Four NGO workers seized in Iraq

Armed men have abducted two Italians and two Iraqis working for a non-governmental organisation (NGO) in Baghdad.

Simona Torretta was one of two Italians abducted

The armed attackers stormed a building where the offices of NGO A Bridge to Baghdad were located in the capital’s central on Tuesday and kidnapped two Italian women and two Iraqi support staff, witnesses said.

 

A spokesman for the aid group named the two Italians as Simona Pari and Simona Torretta.

 

“Two Iraqis were also seized by the gunmen. The woman is called Mahnaz Bassam. She is an Iraqi and worked for Intersos for more than a year,” Dr Nino Sergi, secretary general of Italian aid group Intersos, told Aljazeera.net

 

“She was trying to develop NGO relations in Baghdad. These workers were trying to help the Iraqi people, nothing else.”

 

Quick operation

 

Iraqi journalist Abd Allah Khudair told Aljazeera: “The operation only took five minutes.

 

Some 20 armed men raided the building in five minutes
Some 20 armed men raided the building in five minutes

Some 20 armed men raided the
building in five minutes

“A three-car force broke into the organisation’s building and tied the hands of one of the staff and threw the others on the floor.

 

“The militants asked the names of the staff until they reached Simona Pari and the office head, Simona Torretta, who were captured by the militants,” Khudair added.

 

“It appeared it was totally professional. It appeared they knew exactly who they wanted to abduct,” said one witness who declined to be named.

 

Witnesses said about 20 men with AK-47 assault rifles and pistols fitted with silencers stopped their vehicles in broad daylight in a busy commercial area of Baghdad and raided the building.

 

In Allawi’s name

 

Khudair said: “The kidnappers spoke on behalf of the Iraqi government, in fact on behalf of Dr Iyad Allawi.”

 

However, Dr Sergi denied that Iraqi government forces had anything to do with the kidnapping.

 

“There is no way I believe the kidnappers are Iraqi government forces.

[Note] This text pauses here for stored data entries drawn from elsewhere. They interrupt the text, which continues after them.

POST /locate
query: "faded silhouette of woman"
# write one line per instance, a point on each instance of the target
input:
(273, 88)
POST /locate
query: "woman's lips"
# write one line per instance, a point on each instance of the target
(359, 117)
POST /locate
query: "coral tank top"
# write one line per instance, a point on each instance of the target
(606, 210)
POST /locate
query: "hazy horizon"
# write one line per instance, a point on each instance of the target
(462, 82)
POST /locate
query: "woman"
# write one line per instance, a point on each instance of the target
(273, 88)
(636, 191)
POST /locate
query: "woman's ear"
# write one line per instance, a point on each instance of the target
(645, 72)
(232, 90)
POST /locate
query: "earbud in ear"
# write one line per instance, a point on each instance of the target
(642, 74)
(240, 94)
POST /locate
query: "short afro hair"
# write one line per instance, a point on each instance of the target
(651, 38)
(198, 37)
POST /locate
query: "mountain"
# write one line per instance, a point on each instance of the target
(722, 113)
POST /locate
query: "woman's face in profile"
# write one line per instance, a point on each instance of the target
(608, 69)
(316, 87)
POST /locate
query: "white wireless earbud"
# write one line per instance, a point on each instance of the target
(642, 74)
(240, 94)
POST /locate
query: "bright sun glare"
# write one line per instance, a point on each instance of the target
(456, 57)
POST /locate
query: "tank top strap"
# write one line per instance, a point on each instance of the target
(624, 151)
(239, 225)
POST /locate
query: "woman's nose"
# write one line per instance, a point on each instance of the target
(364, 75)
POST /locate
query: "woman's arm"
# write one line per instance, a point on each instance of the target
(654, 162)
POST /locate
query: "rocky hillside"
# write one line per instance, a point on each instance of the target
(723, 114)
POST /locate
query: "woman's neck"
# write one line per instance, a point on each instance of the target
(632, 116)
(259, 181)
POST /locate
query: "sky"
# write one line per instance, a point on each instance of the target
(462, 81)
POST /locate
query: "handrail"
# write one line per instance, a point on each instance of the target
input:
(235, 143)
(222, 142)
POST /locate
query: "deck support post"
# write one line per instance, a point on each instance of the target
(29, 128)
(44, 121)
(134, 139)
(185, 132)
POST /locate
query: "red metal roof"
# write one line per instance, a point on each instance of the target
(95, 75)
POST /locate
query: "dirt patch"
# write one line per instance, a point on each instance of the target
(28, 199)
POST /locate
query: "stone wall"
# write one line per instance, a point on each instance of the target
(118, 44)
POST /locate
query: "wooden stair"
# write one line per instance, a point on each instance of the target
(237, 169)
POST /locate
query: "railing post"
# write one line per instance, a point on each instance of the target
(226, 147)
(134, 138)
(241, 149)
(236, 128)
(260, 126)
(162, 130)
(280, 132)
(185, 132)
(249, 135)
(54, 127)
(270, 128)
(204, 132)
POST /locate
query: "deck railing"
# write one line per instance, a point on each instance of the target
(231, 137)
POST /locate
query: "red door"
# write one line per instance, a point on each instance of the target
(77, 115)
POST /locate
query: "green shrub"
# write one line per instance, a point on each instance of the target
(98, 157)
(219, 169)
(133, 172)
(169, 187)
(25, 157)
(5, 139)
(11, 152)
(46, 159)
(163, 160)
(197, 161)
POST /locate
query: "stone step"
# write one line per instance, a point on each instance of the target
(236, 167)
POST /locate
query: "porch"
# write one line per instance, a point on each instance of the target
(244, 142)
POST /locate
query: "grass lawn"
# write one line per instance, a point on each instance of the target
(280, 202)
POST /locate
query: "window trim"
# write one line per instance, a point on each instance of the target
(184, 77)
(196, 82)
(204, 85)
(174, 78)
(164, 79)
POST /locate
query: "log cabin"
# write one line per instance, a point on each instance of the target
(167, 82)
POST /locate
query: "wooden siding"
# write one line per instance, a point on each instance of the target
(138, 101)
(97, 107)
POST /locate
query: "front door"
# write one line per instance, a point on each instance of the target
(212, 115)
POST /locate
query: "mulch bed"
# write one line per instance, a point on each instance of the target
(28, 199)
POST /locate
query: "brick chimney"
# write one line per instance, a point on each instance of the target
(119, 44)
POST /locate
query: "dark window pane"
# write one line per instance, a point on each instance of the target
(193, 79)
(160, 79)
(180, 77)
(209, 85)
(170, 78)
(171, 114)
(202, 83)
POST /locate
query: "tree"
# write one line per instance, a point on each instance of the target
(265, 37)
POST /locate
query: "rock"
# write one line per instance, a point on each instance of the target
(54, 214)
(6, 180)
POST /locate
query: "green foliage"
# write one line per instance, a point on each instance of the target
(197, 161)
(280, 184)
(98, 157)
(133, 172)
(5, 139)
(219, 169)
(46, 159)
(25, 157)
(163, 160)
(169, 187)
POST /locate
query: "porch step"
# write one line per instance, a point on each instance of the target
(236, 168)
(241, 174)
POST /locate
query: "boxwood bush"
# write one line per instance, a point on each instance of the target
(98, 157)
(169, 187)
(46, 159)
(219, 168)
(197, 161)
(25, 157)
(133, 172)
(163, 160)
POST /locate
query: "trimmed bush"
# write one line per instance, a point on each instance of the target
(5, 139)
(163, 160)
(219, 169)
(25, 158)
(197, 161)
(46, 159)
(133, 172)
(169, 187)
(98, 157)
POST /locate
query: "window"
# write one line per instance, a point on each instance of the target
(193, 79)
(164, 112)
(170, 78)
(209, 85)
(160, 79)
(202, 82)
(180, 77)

Absolutely no way,” he told Aljazeera.net.

 

“The kidnappers spoke on behalf of the Iraqi government, in fact on behalf of Dr Iyad Allawi”

Abd Allah Khudair,
Iraqi journalist

Guards told Khudair that the kidnappers wore military clothes and carried “strange” rifles.

 

The armed men allegedly dragged the Iraqi woman away by her hair. “She was screaming,” a witness said.

 

Jean-Dominique Bunel, an official from a committee that groups together aid organisations in Iraq, said he saw two well-dressed men with guns enter the building and take away the hostages.

 

“The guards were unarmed and they did nothing,” he added.

 

Imams’ appeal 

 

Four Iraqi religious leaders appealed for the release of the aid workers. 

 

The plea was issued in Milan by Muhammad Bashar Sharif al-Faidhi of the Association of Muslim Scholars (AMS), a leading Iraqi Islamic authority, Muhammad and Jawad Mahdi al-Khalisi from the Iraqi reform council, and Shlemon Wardnuni, the Catholic bishop of Baghdad. 

 

“In the name of God the merciful, in the name of all the
religious clerics meeting here in Milan … we urge the kidnappers to release immediately and without pre-conditions the two Italians – who were working in the interest of Iraq and the Iraqi people – and their Iraqi colleagues,” the four religious leaders said.

 

Aid workers

 

The Italian women were involved in an aid initiative aimed at boosting school attendance in Basra and Baghdad, including in the capital’s Sadr City slums, home to nearly two million Shia.

 

An official at the Italian embassy said they had no immediate information on the kidnappings.

 

However, Aljazeera.net has learned Italian government officials were holding emergency meetings in Rome.

 

A Bridge to Baghdad is a volunteer association established after the end of the 1991 Gulf War, to promote humanitarian aid to Iraq and to fight an economic embargo imposed on the country when Saddam Hussein was president.